There appear to be significant differences among these two matrices! So… we have to combine the two sets with a column for spam status, and make a new document term matrix before training… Maybe, I could have done these things in a more efficient order.

mail <- rbind(ham %>% mutate(status = FALSE),
              spam %>% mutate(status = TRUE))

mail$status <- factor(mail$status)

# Note: the sparse parameter will remove documents more sparse than x%
combinedDTM <- transformMail(mail) %>%
  DocumentTermMatrix() %>%
  removeSparseTerms(sparse = 0.97)
total <- combinedDTM %>%
  as.matrix() %>%
  as.data.frame() %>%
  sapply(., as.numeric) %>%
  as.data.frame() %>%
  cbind(status = mail$status)

The Model

We split the data:

split <- initial_split(total, strata = status, p = 0.67)
trainer <- training(split)
tester <- testing(split)

We define the model with a recipe:

spamRecipe <- recipe(status ~ ., data = trainer) %>%
  step_center(all_predictors()) %>%
  step_scale(all_predictors()) %>%
  prep(training = trainer)

spamTrain <- juice(spamRecipe)
spamTest <- bake(spamRecipe, tester)

We fit the model:

spamModel <- rand_forest(mode = "classification") %>%
  set_engine("ranger")

spamFit <- spamModel %>%
  fit(status ~ ., data = tester)

We evaluate the results:

results <- spamTest %>%
  select(status) %>%
  mutate(predicted = factor(ifelse
                            (spamFit$fit$predictions[,1] < 0.5,
                              TRUE, FALSE)))

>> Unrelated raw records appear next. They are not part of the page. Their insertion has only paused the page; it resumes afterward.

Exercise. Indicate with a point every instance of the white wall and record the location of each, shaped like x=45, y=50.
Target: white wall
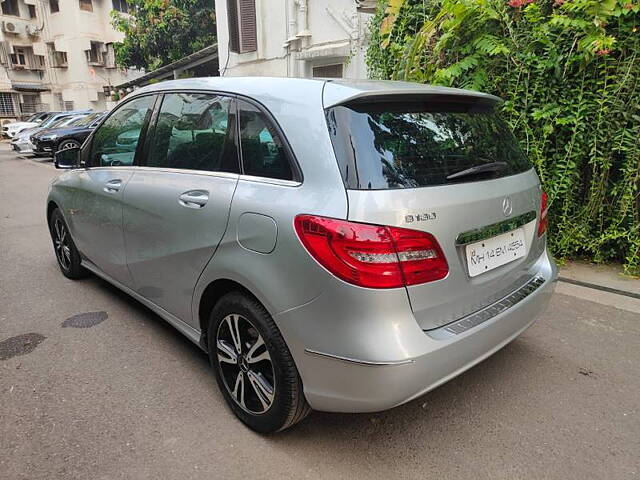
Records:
x=337, y=35
x=72, y=30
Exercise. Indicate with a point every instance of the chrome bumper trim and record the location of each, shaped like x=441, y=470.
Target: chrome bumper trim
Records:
x=487, y=313
x=368, y=363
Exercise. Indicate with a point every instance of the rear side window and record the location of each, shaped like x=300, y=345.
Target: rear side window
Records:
x=389, y=145
x=195, y=131
x=116, y=140
x=263, y=152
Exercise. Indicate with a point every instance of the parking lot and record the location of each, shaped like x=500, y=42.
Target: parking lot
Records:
x=121, y=394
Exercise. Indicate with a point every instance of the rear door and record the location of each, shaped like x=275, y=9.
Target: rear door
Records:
x=451, y=167
x=176, y=206
x=95, y=193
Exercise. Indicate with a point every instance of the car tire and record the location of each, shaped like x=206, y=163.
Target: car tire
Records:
x=64, y=248
x=245, y=383
x=66, y=144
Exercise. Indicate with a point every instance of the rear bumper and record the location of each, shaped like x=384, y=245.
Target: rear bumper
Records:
x=418, y=362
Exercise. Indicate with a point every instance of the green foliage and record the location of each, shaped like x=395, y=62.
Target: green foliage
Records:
x=158, y=32
x=569, y=74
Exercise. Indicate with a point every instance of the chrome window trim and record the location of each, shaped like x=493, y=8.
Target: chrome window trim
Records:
x=495, y=229
x=187, y=171
x=272, y=181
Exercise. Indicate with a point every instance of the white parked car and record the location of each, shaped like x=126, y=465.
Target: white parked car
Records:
x=21, y=142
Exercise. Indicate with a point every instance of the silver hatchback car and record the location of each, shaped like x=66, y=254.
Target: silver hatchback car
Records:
x=333, y=245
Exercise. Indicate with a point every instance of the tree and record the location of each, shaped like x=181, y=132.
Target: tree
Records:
x=158, y=32
x=569, y=74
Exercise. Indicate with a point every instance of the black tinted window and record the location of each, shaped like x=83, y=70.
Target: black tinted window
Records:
x=415, y=144
x=263, y=153
x=115, y=142
x=194, y=131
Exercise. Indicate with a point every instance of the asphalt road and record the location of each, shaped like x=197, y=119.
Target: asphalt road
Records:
x=128, y=397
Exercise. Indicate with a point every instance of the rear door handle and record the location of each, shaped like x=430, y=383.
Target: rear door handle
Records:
x=113, y=186
x=194, y=198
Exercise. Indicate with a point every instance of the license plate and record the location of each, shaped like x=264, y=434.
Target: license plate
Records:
x=495, y=251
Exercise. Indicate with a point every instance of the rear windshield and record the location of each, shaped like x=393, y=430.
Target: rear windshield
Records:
x=388, y=145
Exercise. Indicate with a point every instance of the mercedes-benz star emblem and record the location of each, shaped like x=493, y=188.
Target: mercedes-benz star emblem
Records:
x=507, y=206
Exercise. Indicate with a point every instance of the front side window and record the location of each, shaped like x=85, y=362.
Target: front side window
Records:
x=263, y=152
x=388, y=145
x=115, y=142
x=195, y=131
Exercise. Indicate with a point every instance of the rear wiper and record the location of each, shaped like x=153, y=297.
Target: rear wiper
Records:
x=485, y=167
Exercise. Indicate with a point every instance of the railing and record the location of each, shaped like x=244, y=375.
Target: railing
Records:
x=27, y=108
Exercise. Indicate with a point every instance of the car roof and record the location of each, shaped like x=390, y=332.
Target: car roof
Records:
x=333, y=91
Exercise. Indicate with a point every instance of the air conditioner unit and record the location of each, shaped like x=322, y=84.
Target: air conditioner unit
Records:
x=10, y=27
x=32, y=30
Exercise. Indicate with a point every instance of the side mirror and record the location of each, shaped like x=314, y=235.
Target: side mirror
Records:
x=67, y=159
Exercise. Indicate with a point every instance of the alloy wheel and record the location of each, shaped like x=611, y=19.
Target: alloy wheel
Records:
x=62, y=244
x=245, y=364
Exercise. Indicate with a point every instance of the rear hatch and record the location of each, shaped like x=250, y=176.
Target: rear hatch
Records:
x=447, y=165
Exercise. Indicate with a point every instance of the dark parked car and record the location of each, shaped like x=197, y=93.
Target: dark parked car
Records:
x=70, y=136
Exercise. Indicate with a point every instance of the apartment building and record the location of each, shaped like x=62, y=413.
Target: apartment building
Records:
x=57, y=55
x=293, y=38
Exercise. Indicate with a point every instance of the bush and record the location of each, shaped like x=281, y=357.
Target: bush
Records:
x=568, y=71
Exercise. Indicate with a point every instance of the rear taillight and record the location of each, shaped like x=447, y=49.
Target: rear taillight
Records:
x=544, y=208
x=373, y=256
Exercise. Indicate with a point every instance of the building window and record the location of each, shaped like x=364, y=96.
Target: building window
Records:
x=110, y=56
x=241, y=15
x=57, y=59
x=38, y=62
x=6, y=104
x=10, y=7
x=120, y=5
x=328, y=71
x=30, y=103
x=96, y=55
x=61, y=104
x=86, y=5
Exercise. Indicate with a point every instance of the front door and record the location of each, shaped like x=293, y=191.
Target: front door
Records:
x=97, y=191
x=176, y=206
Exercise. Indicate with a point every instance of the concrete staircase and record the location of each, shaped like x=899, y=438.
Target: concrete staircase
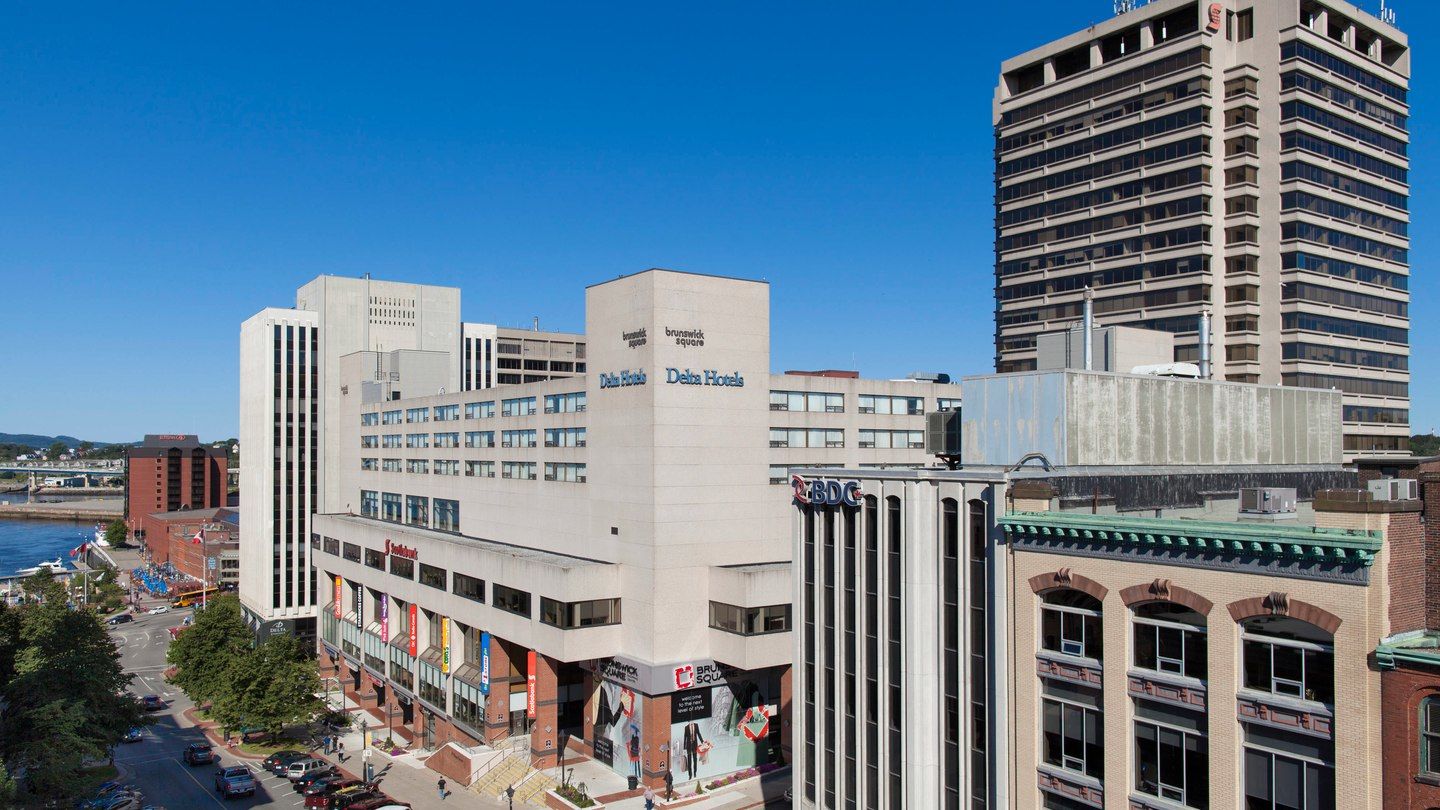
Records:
x=532, y=790
x=503, y=774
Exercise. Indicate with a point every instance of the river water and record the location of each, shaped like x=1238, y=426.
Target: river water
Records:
x=28, y=542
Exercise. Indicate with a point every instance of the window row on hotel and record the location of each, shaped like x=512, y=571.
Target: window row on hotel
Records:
x=514, y=407
x=1279, y=659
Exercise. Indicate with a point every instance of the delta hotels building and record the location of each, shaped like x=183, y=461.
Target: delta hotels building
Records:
x=601, y=561
x=1242, y=157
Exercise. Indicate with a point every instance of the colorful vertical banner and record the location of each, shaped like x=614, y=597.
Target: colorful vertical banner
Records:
x=530, y=685
x=444, y=644
x=484, y=663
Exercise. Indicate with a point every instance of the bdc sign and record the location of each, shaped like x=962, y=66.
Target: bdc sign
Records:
x=820, y=492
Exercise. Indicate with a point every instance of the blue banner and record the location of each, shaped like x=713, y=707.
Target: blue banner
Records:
x=484, y=663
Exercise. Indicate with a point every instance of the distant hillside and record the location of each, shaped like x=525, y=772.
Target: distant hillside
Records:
x=42, y=441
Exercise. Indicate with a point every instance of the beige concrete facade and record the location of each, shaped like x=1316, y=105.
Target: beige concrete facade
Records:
x=1252, y=163
x=1361, y=610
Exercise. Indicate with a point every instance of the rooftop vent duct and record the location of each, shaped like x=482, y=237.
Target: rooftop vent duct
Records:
x=1273, y=503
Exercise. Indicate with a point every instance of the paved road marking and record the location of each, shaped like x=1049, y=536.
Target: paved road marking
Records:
x=186, y=768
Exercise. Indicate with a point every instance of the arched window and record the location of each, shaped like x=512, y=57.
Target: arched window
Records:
x=1430, y=735
x=1070, y=623
x=1290, y=657
x=1170, y=639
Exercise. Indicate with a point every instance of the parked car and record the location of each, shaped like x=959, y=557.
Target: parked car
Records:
x=301, y=767
x=301, y=783
x=347, y=800
x=236, y=780
x=323, y=786
x=324, y=799
x=278, y=763
x=380, y=800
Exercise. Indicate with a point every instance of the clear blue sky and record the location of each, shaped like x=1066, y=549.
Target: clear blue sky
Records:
x=164, y=173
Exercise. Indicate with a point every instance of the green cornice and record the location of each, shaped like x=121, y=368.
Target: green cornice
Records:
x=1200, y=536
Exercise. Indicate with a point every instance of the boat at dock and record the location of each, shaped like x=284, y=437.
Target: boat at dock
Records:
x=54, y=565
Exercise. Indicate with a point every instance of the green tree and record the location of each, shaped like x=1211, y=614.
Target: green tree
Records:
x=271, y=688
x=65, y=699
x=117, y=532
x=206, y=655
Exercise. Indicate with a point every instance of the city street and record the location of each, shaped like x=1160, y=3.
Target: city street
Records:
x=154, y=763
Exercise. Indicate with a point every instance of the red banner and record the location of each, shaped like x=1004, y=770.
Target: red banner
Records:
x=530, y=685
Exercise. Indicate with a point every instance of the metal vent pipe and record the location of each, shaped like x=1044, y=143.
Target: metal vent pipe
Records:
x=1204, y=345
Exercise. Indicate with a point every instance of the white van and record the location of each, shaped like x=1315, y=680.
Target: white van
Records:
x=301, y=767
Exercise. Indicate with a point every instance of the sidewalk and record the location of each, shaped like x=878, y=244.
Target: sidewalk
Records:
x=405, y=777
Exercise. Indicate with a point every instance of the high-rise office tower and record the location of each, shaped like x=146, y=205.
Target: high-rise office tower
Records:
x=1244, y=157
x=287, y=356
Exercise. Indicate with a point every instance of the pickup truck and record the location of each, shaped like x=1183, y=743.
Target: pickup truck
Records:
x=235, y=780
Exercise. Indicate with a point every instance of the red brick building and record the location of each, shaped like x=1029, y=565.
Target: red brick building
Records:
x=172, y=539
x=1409, y=657
x=170, y=473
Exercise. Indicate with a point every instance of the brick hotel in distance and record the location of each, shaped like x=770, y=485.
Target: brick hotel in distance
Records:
x=598, y=562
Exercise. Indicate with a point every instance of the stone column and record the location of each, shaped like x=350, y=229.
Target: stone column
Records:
x=655, y=732
x=497, y=706
x=545, y=732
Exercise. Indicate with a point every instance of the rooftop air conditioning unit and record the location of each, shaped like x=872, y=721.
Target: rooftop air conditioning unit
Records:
x=1267, y=502
x=942, y=433
x=1394, y=489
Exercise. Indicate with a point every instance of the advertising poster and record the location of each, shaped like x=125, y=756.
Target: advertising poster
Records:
x=530, y=685
x=618, y=728
x=444, y=644
x=720, y=730
x=484, y=663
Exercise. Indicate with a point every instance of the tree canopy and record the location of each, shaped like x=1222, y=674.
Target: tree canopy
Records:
x=64, y=693
x=268, y=686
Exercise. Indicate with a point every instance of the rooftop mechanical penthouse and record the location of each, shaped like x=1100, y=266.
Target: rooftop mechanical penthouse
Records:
x=598, y=562
x=1244, y=157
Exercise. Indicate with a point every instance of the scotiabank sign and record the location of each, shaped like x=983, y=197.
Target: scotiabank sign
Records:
x=399, y=551
x=825, y=492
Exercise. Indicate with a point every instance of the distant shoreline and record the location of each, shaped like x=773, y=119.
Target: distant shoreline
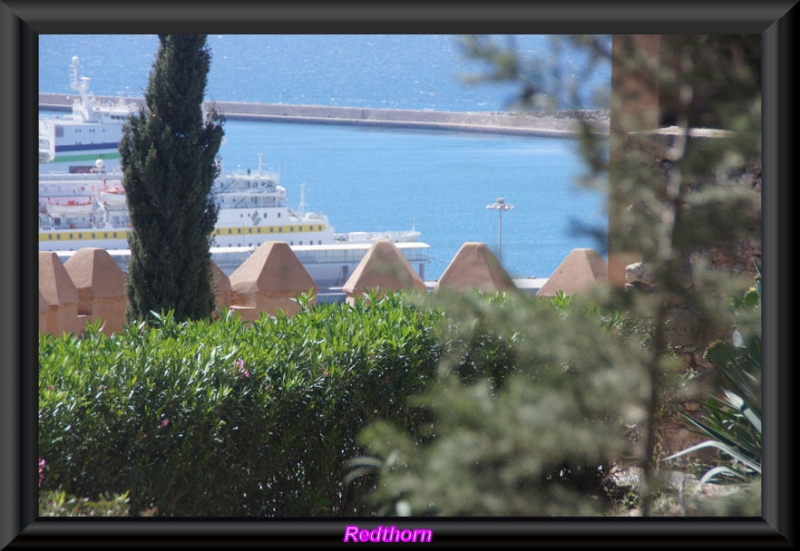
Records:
x=557, y=124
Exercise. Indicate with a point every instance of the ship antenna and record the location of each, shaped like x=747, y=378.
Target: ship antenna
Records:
x=82, y=88
x=302, y=208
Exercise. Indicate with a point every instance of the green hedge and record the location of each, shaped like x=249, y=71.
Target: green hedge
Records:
x=231, y=418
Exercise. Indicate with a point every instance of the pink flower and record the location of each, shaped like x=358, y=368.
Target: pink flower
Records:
x=240, y=365
x=42, y=465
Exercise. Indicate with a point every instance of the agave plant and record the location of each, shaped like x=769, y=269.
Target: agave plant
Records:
x=733, y=422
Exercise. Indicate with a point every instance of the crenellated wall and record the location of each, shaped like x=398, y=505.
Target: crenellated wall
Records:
x=90, y=286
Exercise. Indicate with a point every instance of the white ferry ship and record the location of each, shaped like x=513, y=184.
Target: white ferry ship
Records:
x=82, y=210
x=72, y=143
x=82, y=201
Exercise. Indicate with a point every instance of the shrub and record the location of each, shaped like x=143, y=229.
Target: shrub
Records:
x=227, y=418
x=528, y=409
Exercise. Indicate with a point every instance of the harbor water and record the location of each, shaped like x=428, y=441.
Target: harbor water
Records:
x=368, y=179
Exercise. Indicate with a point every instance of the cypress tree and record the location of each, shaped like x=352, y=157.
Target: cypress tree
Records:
x=168, y=155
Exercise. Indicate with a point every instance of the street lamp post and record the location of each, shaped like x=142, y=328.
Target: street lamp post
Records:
x=500, y=205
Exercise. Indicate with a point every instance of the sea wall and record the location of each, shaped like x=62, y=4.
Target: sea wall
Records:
x=561, y=124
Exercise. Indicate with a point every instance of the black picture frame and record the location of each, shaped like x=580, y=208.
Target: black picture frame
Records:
x=22, y=21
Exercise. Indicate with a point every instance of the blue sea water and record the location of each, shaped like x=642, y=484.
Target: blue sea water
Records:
x=368, y=179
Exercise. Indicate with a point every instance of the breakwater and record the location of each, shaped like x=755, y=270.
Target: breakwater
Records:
x=560, y=124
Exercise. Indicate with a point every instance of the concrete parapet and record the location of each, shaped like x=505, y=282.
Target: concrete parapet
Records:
x=269, y=281
x=100, y=284
x=475, y=267
x=60, y=294
x=383, y=268
x=579, y=270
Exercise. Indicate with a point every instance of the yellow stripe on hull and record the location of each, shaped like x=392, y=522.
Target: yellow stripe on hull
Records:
x=122, y=234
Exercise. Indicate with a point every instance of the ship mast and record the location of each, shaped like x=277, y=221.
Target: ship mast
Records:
x=81, y=108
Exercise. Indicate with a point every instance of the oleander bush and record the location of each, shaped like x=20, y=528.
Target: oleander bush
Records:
x=530, y=405
x=227, y=418
x=234, y=419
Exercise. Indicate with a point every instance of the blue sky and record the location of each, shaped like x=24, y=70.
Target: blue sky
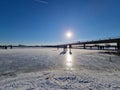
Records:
x=47, y=21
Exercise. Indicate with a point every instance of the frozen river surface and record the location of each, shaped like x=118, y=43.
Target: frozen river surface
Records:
x=49, y=68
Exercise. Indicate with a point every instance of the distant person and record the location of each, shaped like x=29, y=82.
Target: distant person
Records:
x=70, y=46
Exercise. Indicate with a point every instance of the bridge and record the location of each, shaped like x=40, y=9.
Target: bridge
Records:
x=95, y=43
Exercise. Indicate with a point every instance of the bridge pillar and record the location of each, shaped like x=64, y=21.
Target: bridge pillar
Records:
x=84, y=46
x=118, y=45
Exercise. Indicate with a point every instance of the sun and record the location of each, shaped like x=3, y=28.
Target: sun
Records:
x=69, y=34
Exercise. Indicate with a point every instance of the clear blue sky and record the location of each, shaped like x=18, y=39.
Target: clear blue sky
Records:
x=46, y=21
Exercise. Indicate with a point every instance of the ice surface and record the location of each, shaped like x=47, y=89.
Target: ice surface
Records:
x=47, y=69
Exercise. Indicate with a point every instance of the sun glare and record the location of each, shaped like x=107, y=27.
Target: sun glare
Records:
x=69, y=34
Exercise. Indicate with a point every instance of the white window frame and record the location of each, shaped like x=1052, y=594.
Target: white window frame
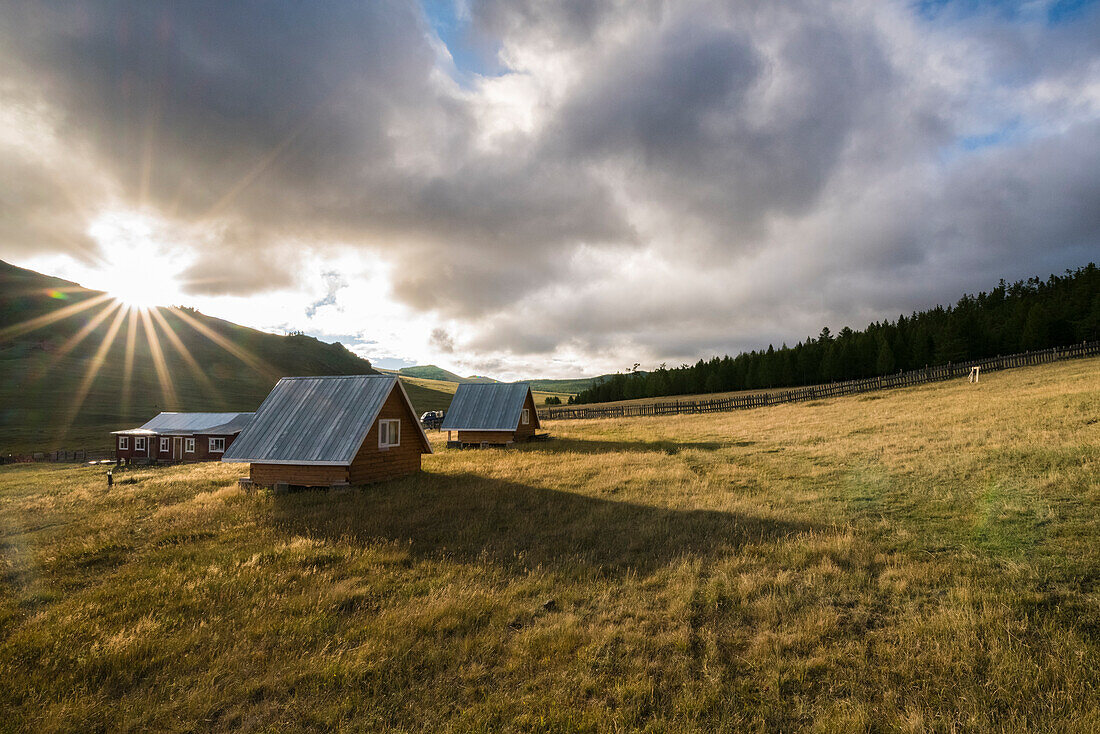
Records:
x=386, y=429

precision(results, truth = status, estimate = predicted)
## # A tibble: 1 x 3
##   .metric   .estimator .estimate
##   <chr>     <chr>          <dbl>
## 1 precision binary         0.986
recall(results, truth = status, estimate = predicted)
## # A tibble: 1 x 3
##   .metric .estimator .estimate
##   <chr>   <chr>          <dbl>
## 1 recall  binary         0.984
f_meas(results, truth = status, estimate = predicted)
## # A tibble: 1 x 3
##   .metric .estimator .estimate
##   <chr>   <chr>          <dbl>
## 1 f_meas  binary         0.985

Conclusions

It worked! We have a pretty solid spam classifier based on the easy and hard ham sets and both spam sets described in the introduction. Room for improvement: we did not use all the data. This will not work on emails encoded by a method other than UTF-8.